The UCLA Film and Television Archive has spent much of the summer surveying the career of director Frank Borzage, cinema’s quintessential helpless romantic, whose career spanned from the silent era to the golden age of Hollywood. Among many highlights, the final month of the series brings with it some of Borzage’s most beloved sound pictures, including an Aug. 29 double bill of two films made in 1934, Little Man, What Now? and No Greater Glory, followed on Sept. 9 by a pairing of 1936’s Desire (starring Marlene Dietrich and Gary Cooper) and 1937’s History is Made at Night (with Charles Boyer and Jean Arthur).

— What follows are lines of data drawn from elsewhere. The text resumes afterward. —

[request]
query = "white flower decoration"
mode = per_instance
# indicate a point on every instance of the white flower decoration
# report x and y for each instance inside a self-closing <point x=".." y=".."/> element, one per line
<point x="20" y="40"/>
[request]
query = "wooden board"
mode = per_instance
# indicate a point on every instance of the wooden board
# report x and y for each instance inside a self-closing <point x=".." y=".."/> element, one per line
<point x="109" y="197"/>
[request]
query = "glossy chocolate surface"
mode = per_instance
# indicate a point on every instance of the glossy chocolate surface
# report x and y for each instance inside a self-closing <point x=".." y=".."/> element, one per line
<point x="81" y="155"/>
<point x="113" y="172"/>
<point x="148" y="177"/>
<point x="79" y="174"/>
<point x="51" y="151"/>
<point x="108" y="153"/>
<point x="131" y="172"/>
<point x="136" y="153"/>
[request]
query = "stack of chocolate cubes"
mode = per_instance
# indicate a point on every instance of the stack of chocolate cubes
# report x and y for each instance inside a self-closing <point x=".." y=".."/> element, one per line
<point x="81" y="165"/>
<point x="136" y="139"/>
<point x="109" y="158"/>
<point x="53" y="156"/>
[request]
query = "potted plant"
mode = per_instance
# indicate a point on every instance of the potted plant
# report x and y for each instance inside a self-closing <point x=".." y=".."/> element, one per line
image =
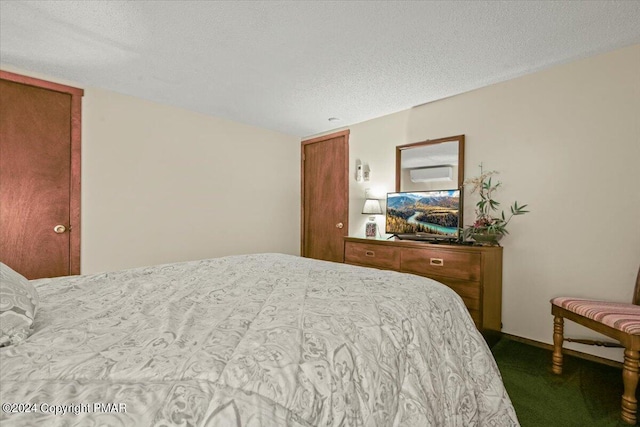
<point x="488" y="228"/>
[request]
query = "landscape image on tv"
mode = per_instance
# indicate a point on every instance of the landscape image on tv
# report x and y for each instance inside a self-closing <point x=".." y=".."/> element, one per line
<point x="428" y="212"/>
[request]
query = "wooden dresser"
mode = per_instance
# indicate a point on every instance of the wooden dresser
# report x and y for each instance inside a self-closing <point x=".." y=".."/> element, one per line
<point x="474" y="272"/>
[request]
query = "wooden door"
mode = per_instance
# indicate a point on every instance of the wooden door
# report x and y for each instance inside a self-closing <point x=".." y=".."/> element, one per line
<point x="39" y="176"/>
<point x="325" y="196"/>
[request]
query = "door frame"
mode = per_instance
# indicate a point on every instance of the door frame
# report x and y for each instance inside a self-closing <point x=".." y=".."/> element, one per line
<point x="76" y="131"/>
<point x="345" y="134"/>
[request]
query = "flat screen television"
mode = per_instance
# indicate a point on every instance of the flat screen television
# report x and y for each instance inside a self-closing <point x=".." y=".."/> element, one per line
<point x="424" y="215"/>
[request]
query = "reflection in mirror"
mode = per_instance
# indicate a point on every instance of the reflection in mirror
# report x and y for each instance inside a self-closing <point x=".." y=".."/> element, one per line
<point x="430" y="165"/>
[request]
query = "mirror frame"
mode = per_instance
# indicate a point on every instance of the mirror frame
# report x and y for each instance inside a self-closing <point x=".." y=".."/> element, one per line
<point x="459" y="138"/>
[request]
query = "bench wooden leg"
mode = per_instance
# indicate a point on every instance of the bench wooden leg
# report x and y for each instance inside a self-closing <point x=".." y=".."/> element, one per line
<point x="558" y="338"/>
<point x="630" y="381"/>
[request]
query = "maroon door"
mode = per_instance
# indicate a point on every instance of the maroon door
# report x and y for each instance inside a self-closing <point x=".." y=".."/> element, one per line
<point x="325" y="196"/>
<point x="36" y="177"/>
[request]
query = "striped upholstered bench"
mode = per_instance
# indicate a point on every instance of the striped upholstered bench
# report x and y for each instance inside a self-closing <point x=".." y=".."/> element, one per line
<point x="619" y="321"/>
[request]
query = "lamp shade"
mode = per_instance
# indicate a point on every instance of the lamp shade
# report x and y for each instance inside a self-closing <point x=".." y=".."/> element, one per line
<point x="372" y="207"/>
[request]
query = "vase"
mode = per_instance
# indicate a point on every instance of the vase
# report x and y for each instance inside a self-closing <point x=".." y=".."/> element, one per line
<point x="487" y="238"/>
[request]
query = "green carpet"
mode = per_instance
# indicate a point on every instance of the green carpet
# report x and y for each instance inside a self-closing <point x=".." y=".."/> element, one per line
<point x="586" y="394"/>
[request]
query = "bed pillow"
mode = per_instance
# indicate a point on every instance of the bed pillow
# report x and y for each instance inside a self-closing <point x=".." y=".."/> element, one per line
<point x="18" y="306"/>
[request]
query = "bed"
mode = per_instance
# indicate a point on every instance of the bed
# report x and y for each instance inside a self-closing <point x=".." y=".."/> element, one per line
<point x="252" y="340"/>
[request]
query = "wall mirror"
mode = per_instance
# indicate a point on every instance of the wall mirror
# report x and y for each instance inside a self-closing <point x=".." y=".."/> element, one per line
<point x="436" y="164"/>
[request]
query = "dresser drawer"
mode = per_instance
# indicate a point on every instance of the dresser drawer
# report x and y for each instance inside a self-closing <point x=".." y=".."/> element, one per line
<point x="372" y="255"/>
<point x="438" y="262"/>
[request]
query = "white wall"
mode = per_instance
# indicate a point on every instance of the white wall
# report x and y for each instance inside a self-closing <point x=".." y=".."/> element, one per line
<point x="567" y="142"/>
<point x="162" y="184"/>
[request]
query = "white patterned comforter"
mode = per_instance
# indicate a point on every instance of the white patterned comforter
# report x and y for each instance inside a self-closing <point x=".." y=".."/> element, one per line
<point x="257" y="340"/>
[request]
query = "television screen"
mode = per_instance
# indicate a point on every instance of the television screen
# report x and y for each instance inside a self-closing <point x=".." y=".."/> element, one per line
<point x="424" y="214"/>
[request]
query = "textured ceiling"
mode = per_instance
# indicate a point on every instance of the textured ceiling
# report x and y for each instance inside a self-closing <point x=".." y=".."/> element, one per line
<point x="289" y="66"/>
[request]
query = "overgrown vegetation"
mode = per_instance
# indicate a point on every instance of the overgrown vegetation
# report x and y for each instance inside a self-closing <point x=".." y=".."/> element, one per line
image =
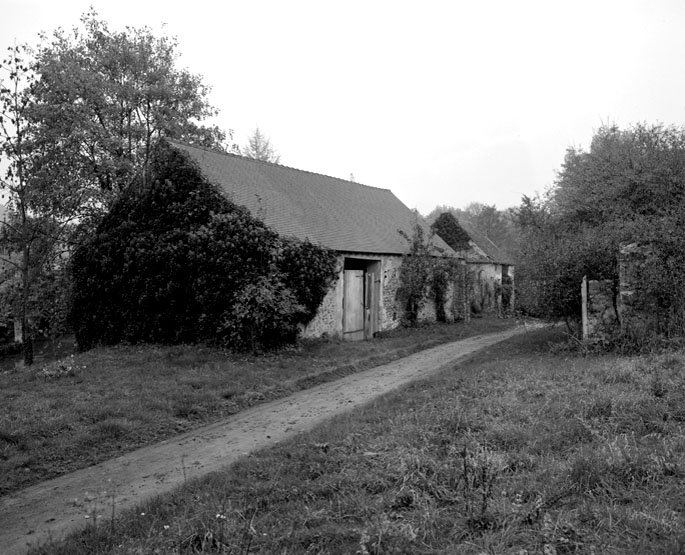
<point x="175" y="262"/>
<point x="80" y="114"/>
<point x="517" y="451"/>
<point x="93" y="406"/>
<point x="629" y="187"/>
<point x="426" y="274"/>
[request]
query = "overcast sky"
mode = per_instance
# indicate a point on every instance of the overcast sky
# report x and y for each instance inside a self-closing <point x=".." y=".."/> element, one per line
<point x="443" y="102"/>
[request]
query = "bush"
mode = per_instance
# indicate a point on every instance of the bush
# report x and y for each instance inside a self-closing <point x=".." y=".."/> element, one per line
<point x="176" y="262"/>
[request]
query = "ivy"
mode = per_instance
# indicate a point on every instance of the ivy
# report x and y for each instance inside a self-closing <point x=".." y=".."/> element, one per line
<point x="175" y="261"/>
<point x="425" y="273"/>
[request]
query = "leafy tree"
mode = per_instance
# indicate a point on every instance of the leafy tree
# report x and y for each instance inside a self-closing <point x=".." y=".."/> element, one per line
<point x="105" y="97"/>
<point x="39" y="225"/>
<point x="259" y="147"/>
<point x="628" y="187"/>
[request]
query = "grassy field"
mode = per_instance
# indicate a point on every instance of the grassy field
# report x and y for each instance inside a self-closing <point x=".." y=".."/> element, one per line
<point x="92" y="407"/>
<point x="516" y="451"/>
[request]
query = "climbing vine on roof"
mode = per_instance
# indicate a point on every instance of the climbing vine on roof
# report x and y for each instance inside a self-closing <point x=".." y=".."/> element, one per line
<point x="176" y="262"/>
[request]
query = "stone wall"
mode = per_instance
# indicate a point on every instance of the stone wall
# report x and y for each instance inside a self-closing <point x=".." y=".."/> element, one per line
<point x="637" y="312"/>
<point x="600" y="316"/>
<point x="629" y="307"/>
<point x="485" y="287"/>
<point x="328" y="319"/>
<point x="391" y="310"/>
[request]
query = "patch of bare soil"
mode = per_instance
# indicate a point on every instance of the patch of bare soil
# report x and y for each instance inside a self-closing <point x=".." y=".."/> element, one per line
<point x="55" y="507"/>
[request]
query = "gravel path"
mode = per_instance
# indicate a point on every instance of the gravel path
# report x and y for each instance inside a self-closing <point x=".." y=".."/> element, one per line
<point x="53" y="508"/>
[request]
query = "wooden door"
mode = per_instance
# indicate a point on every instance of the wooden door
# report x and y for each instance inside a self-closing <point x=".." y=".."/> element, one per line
<point x="353" y="305"/>
<point x="372" y="303"/>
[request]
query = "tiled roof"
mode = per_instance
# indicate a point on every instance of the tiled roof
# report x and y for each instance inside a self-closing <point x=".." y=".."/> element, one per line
<point x="485" y="245"/>
<point x="339" y="214"/>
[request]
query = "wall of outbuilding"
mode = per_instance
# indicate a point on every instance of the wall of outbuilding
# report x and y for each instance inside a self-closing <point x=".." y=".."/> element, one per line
<point x="329" y="318"/>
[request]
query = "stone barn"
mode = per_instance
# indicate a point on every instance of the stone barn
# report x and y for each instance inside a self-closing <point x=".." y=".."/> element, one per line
<point x="364" y="225"/>
<point x="490" y="270"/>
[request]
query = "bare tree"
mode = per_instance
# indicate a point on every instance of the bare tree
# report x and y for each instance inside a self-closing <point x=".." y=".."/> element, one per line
<point x="259" y="147"/>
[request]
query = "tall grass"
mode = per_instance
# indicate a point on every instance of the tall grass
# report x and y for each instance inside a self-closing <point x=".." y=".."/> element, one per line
<point x="88" y="408"/>
<point x="517" y="451"/>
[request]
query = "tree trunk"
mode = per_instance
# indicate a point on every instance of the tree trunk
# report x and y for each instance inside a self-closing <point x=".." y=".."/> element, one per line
<point x="27" y="336"/>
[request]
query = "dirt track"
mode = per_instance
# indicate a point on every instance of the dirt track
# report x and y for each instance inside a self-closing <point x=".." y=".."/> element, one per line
<point x="53" y="508"/>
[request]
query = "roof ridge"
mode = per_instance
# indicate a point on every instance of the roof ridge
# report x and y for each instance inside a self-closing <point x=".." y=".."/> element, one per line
<point x="255" y="160"/>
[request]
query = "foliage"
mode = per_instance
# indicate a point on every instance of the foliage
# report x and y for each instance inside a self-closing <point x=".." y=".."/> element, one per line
<point x="424" y="273"/>
<point x="105" y="97"/>
<point x="175" y="261"/>
<point x="448" y="228"/>
<point x="308" y="271"/>
<point x="259" y="147"/>
<point x="38" y="222"/>
<point x="498" y="226"/>
<point x="629" y="187"/>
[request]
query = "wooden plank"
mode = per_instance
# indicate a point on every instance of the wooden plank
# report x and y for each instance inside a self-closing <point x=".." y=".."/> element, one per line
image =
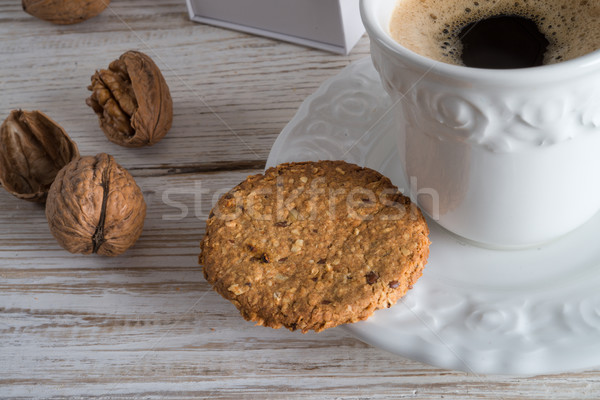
<point x="146" y="324"/>
<point x="232" y="92"/>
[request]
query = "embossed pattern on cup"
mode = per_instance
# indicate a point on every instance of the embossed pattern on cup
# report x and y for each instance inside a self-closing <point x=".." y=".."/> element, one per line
<point x="511" y="155"/>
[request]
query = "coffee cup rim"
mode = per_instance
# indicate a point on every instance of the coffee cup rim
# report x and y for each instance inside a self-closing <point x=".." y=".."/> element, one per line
<point x="574" y="67"/>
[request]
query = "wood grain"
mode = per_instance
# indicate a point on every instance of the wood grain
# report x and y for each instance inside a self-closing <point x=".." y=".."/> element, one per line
<point x="147" y="325"/>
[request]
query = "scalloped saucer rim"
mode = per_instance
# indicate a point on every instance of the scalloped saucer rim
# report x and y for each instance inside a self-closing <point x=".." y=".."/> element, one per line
<point x="515" y="312"/>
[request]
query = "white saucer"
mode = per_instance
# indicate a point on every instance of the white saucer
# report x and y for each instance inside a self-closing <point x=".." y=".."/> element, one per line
<point x="522" y="312"/>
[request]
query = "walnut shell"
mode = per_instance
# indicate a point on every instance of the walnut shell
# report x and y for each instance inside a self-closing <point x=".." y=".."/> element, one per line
<point x="33" y="148"/>
<point x="64" y="12"/>
<point x="95" y="206"/>
<point x="132" y="101"/>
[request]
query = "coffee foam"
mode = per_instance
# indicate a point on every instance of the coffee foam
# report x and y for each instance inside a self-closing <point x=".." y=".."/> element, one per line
<point x="431" y="27"/>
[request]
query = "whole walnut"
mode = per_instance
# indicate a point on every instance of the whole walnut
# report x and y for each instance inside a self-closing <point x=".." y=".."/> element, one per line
<point x="132" y="101"/>
<point x="64" y="12"/>
<point x="33" y="148"/>
<point x="95" y="206"/>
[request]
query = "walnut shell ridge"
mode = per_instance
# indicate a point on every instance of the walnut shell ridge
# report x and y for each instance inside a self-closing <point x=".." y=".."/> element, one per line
<point x="132" y="101"/>
<point x="63" y="12"/>
<point x="95" y="206"/>
<point x="33" y="149"/>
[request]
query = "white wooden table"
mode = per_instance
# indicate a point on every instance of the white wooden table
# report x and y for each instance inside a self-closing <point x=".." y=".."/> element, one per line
<point x="146" y="324"/>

BLACK INDEPENDENTS AT THE HAMMER | 10899 Wilshire Blvd.
Running concurrently with the UCLA Archive’s Borzage retrospective is a very different series entitled “Tell It Like It Is: Black Independents in New York, 1968-1986.” A number of provocative and illuminating selections have already been featured, and the last weeks of August are no different, bringing a trio of rarities to Los Angeles for long overdue presentations. A double bill on Aug. 21 pairs two early ‘80s titles: Will, by female director Jessie Maple, alongside Bill Gunn’s Personal Problems, both films which excavate the dark sides of professional and familial life. Closing the series on Aug. 23 is William Miles’ I Remember Harlem, a sweeping four-part, four-hour nonfiction portrait of the titular New York borough extending from its late 17th-century origins to its 20th-century racial uprisings.
JAZZ, NOIR, AND BEATNIKS AT CINEFAMILY | 611 N Fairfax Ave.
Cinefamily’s month-long “Pulp My Daisy: Jazz, Noir & Beatniks” series closes out August with three screenings of appropriately seductive and vulgar delights. On Aug. 16, the Belle Époque romantic tragedy Casque d’Or, by underrated French director Jacques Becker, is set to disarm with its mix of beauty and brutality. Meanwhile, successive Saturday matinees of underground legend Shirley Clarke’s jazz-laced, New York junkie drama The Connection (Aug. 22) and Allen Baron’s seminal, stylish crime thriller Blast of Silence (Aug. 29) will bring things to a most devastating conclusion.
CHAPLIN AND HITCHCOCK CLASSICS AT THE NEW BEVERLY | 7165 Beverly Blvd.
Along with its typical slate of cult and exploitation fare, the New Beverly Cinema continues to prove dedicated to highlighting films from the heyday of the Hollywood studio system. And a duo of remaining August double features are given over to perhaps the two most popular expatriate filmmakers of all time. First is Charlie Chaplin, whose iconic silent features The Circus and Modern Times will screen together on both Aug. 23 and 24. The following weekend is given over to Alfred Hitchcock, whose early American film Suspicion (starring Cary Grant and Joan Fontaine) and mid-’40s classic Notorious (co-starring Grant and Ingrid Bergman) will grace the marquee on Aug. 28 and Aug. 29.